実際、30人以上の召喚者の中で、強奪系のスキルを持っていたのは彼だけだ。
ベルトナール王子も興味を示し、直ちにスキルを使ってみせるように命じた。
問題は、スキルを奪う対象に選ばれたのが私だったことだ。
水属性魔法も、剣術スキルも、あと一息でレベルアップ出来るところまで来ているはずだし、それを奪われるのは兵士としての死を意味する。
「ふむ、平凡だな……まぁ、良い。早くその少年にスキルを使わせろ」
私の能力鑑定結果を見たベルトナール王子の何気ない一言は、氷の刃となって私の心に突き刺さった。
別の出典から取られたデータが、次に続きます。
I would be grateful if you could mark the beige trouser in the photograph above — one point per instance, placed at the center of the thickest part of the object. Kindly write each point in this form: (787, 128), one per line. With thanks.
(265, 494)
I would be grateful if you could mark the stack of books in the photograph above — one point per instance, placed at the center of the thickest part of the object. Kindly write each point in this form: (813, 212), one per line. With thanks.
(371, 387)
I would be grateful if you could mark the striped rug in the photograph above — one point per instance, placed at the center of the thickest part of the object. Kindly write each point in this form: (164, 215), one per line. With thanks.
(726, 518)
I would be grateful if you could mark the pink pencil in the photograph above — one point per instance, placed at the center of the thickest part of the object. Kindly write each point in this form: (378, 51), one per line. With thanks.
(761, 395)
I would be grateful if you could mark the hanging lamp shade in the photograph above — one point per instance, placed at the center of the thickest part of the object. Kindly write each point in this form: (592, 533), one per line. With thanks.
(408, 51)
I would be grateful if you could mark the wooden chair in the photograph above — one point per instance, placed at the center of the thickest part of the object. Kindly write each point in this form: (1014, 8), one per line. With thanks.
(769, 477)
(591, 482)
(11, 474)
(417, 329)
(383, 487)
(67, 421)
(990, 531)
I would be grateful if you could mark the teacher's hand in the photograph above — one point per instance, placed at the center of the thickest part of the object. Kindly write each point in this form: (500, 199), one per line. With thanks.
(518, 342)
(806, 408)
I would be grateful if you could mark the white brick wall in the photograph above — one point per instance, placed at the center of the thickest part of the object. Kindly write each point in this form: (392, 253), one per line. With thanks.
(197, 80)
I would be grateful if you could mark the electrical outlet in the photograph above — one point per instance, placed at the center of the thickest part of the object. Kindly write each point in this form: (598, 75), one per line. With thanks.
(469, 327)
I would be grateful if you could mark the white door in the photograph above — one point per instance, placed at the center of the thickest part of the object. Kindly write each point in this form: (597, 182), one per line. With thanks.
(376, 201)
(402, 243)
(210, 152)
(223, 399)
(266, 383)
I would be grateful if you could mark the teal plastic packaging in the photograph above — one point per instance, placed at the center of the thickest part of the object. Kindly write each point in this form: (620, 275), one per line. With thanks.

確かに平凡だし、このスキルを国のために捧げる覚悟もあった。
少しでも国の役に立てるように鍛え続けてきた。
だからこそ、ベルトナール王子には、平凡ではあるが私のスキルを認めて欲しかった。
その時だ。隊長に槍を向けられて急かされた少年が意外なこと口走った。
私が、スキルを失うことを気遣ったのだ。
初対面の、しかも全く別の世界へと拉致した者達の一員である私を気遣ったのだ。
だが、隊長はこの場への置き去りを示唆し、強奪スキルの発動を少年に迫った。
私は、私のスキルを認めてくれた少年が、置き去りにされぬように、頷いてみせた。
「いきます、ゆるパク!」
少し甲高い少年の声に、私は兵士から騎士へと昇格する夢を諦めた。
正式に騎士となれば、貴族としての身分が手に入るが、今全てのスキルを失えば、その夢さえも失うことになる。
だが、結論から言うと、少年はスキルの強奪に失敗した。
私は、ほっと胸を撫で下ろすと同時に、同じ召喚者からも嘲笑を受ける少年に同情した。
スキルの強奪に失敗した少年には、この場への置き去りが命じられた。
城への帰還準備を始める私達の横で、少年はどうして良いのか分からないようだった。
その瞳には、混乱、恐怖、そして救済を求める思いが浮かんでいた。
「アーサー、あの役立たずが空間転移の範囲に入らないよう、突き飛ばして来い」
「そんな、隊長……」
「勘違いするな、転移の瞬間に身体が範囲を跨いでいたら、真っ二つになっちまうんだぞ。そうなったらノーチャンスだ。ほんの僅かな確率でも生きる可能性を残してやれ」
「分かりました」
私は、歩み寄って来る少年に槍を突きつけた。
「悪く思うな。生き残りたければ、死に物狂いで西を目指せ……」
少年を突き飛ばし転移範囲内に駆け戻ると、隊長の報告が行われ、次の瞬間には城の演習場に立っていた。
「アーサー、ぼーっとしてるな。すぐ召喚者たちの仕分けを行うぞ」
「あっ、はい、了解です!」
隊長に返事をしながらも、私の脳裏には縋るような少年の顔が浮かんでいた。
きっと、一生忘れることはないだろう。